Нырнув, Шеннон пытался сообразить, что же делать дальше, так как все равно ничего не видел под водой. Однако ничего не придумав, стал всплывать, ориентируясь на солнечные просветы между стволами. Ему посчастливилось найти довольно большой просвет. Вынырнув, он вдохнул воздух и снова погрузился. Так он проделал несколько раз, пока до него не донесся крик в ту минуту, когда он погружался. Мгновенно всплыв, Шеннон заметил рядом что-то светлое, как будто рубашку, но тут же потерял ее из виду. Снова пырнув, попытался схватить, но не удержал. Сделав еще одну отчаянную попытку, он наконец ухватил Обжорку за одежду, но в ту же минуту почувствовал, как его затягивает водоворот. Он рванулся, не выпуская мальчика, снова погрузился, потом оттолкнулся ногами от илистого дна и вместе с Обжоркой всплыл наверх, чтобы глотнуть воздуха.

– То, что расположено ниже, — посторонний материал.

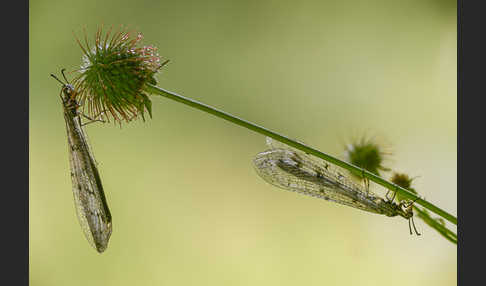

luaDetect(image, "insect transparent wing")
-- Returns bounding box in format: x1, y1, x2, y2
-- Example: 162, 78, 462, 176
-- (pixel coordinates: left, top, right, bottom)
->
254, 149, 383, 213
65, 116, 112, 252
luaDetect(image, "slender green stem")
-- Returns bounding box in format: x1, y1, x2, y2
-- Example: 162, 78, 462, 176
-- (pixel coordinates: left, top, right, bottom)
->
413, 206, 457, 244
145, 84, 457, 225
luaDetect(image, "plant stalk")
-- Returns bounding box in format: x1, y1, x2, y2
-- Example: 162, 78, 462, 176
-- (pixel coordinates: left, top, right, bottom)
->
145, 84, 457, 225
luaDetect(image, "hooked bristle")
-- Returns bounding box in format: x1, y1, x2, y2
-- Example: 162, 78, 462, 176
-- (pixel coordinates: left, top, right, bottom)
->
73, 27, 167, 123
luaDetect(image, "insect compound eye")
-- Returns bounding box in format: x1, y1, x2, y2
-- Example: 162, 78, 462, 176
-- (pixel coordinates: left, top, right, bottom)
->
63, 84, 74, 95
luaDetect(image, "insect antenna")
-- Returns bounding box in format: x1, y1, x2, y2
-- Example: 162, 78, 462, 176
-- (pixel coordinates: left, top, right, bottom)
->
51, 73, 66, 86
408, 217, 420, 235
61, 68, 69, 84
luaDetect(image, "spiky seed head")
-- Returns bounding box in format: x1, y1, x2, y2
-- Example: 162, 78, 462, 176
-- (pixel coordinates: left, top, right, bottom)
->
345, 137, 390, 178
390, 173, 417, 201
74, 27, 167, 123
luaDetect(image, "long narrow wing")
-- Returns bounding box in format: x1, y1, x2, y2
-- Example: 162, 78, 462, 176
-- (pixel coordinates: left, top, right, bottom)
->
253, 145, 385, 214
64, 114, 112, 253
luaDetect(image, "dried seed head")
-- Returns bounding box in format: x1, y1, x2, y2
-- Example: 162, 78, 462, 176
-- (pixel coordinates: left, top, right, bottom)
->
74, 28, 167, 123
345, 138, 390, 178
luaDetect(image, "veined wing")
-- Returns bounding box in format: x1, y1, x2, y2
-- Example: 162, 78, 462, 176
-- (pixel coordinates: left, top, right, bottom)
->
254, 147, 386, 214
64, 111, 112, 253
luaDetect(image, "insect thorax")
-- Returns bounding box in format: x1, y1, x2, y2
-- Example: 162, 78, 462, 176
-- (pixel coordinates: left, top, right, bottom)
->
62, 84, 78, 116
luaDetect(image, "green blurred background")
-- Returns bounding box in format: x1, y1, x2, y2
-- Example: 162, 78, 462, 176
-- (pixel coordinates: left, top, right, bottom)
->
29, 0, 457, 286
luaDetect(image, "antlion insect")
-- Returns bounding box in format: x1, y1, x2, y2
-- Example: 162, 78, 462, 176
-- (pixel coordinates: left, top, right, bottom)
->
51, 69, 112, 253
253, 138, 420, 235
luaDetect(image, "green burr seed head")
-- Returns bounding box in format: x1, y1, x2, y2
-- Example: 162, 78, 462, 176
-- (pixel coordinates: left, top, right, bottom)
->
74, 28, 167, 123
345, 138, 389, 178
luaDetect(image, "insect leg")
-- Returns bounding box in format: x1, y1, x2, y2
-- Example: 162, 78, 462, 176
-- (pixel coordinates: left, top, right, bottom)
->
385, 190, 397, 202
409, 217, 420, 235
81, 110, 106, 126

Однако мутная вода заливала глаза, и пришлось всплыть где попало. Едва он успел вдохнуть и получше ухватить тонущего, как послышались предостерегающие крики, и он увидел ствол, устремившийся прямо к его голове. Тяжесть мальчика помешала ему быстро уйти под воду, и левую ногу Шеннона защемило стволами, ударившимися друг о друга. Едва не потеряв сознание от боли, он увидел рядом с собой багор и вцепился в него одной рукой, не выпуская из другой мальчика. Так Сухопарому удалось вытащить из воды ирландца и Обжорку. Американец вместе с другими прикрывал их, преграждая путь стволам, и каким-то чудом ни один ствол больше их не настиг.

Коснувшись дна, Шеннон не удержался на ногах. Пришлось подхватить его, донести до берега и усадить рядом с безжизненным телом Обжорки.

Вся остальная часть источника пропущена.